Der heutige ANC ist in seiner Mission der Gleichheit und Freiheit für Südafrika gescheitert. Das erzählen mir in Südafrika eigentlich alle Menschen: arm, reich, schwarz, coloured - you get it. Loadshedding nennt es sich, wenn regelmäßig der Strom ausgeschaltet wird, weil das Stromnetz überlastet ist. Die Folgen für die Infrastruktur sind immens. Winnie Mandela ordnet das Scheitern des ANC in ihrem letzten Interview vor ihrem Tod am 2. April 2018 ein: Südafrika sei ein Land mit blutiger Vergangenheit – vor diesem Hintergrund sei das, was bereits erreicht wurde, trotzdem eine Errungenschaft. 

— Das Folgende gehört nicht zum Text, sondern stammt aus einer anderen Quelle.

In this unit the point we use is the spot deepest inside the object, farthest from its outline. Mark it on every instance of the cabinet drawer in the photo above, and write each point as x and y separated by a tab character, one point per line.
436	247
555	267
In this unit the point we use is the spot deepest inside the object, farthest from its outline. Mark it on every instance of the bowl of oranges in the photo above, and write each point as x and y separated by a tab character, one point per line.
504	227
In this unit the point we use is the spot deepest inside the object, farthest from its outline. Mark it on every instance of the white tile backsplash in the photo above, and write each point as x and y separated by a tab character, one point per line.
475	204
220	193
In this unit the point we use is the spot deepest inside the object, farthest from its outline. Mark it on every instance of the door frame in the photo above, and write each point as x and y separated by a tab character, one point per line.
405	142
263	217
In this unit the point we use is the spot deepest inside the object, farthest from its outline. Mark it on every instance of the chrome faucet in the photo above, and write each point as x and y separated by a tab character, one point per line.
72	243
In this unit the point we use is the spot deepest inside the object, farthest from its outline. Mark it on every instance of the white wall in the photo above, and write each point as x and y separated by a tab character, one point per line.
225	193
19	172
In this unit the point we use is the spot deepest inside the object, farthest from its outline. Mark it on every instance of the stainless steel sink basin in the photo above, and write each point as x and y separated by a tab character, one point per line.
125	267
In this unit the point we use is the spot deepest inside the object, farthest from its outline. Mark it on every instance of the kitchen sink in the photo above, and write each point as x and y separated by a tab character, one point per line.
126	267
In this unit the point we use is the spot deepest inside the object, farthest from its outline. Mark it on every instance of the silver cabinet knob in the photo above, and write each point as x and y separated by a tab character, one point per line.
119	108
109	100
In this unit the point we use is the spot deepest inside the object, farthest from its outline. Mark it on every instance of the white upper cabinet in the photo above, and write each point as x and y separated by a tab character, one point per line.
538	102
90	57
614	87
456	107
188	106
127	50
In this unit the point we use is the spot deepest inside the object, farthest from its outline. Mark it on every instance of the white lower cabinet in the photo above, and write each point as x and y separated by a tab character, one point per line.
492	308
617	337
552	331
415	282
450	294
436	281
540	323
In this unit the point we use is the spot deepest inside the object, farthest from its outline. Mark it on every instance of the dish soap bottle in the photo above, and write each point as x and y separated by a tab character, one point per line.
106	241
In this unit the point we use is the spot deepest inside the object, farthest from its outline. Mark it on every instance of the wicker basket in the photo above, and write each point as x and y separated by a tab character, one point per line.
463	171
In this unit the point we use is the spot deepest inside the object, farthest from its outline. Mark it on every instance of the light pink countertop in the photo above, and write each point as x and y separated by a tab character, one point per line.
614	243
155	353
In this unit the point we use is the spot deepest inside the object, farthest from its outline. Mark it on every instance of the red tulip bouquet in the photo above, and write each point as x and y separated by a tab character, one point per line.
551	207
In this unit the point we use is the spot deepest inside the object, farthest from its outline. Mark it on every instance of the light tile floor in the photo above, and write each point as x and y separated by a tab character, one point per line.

Verwischtes schwarz-weiss-Foto: Zwei Menschen laufen über einen Gehweg in Kapstadt.
In Green Point, auf dem Weg zur V&A Waterfront

Ich finde, hier lohnt sich noch einmal der Vergleich mit dem Fall der Berliner Mauer – wie das Ende der Apartheid fällt auch der Eiserne Vorhang in die frühen 1990er Jahre. Heute, im Deutschland des Jahres 2023 wird uns mit Blick auf den Aufstieg der antidemokratischen Afd spätestens und auf bundesweiter Ebene bewusst, wie grandios ein Land scheitern kann im Versuch, eine schwierige Vergangenheit hinter sich zu lassen. Auch hier in Deutschland haben sich die Fronten seither verschärft statt geglättet, auch wir nehmen die Ungleichheit wieder viel stärker wahr. Die Wahl Donald Trumps, die Pandemie und eine Verschiebung der Mächte (China, Russland, USA, EU), die Hinwendung zu Erzkonservativem, Patriarchalem und Neoliberalem machen es geradezu notwendig, mit deutlichen Worten zu antworten – hin zu Progressivem, Feministischem und Sozialem. Ich finde, eins der eindrücklichsten Zitate von Winnie Mandela ist dieses: “I am the product of the masses of my country and the product of my enemy.” Ich bin das Ergebnis der Vielen meines Landes und das Ergebnis meines Feindes.

Südafrikanischer Boden

Der profane Moment mit dem Geldbeutel lässt sich vielleicht auch nicht nur über Nelson Mandela erklären, sondern gerade mit seiner Frau Winnie Madikizela-Mandela. So wie sie sich als Teil des Ganzen sieht, haben die Mandelas es auch vermocht, in diesem profanem Moment mit dem Geldbeutel, auch mich mit südafrikanischem Boden zu verbinden. Und erst jetzt, zehn Jahre nach diesem Tag, wo ich mir endlich mal die Zeit genommen habe, ein bisschen mehr über Winnie Mandela zu recherchieren, fügt sich für mich dieses Bild zusammen. Im Jahr 2023 geht es nun wirklich nicht mehr ohne die Frauen! 

Der Nelson-Mandela-Geldbeutel liegt aber auch heute noch in meiner Schatzkiste. Zusammen mit ein paar losen Fotos von einem Strandtag in Camps Bay: Es war das erste Date mit meinem heutigen Mann JP, nur ein paar Wochen nach meinen ersten und so beeindruckenden Tagen in Südafrika.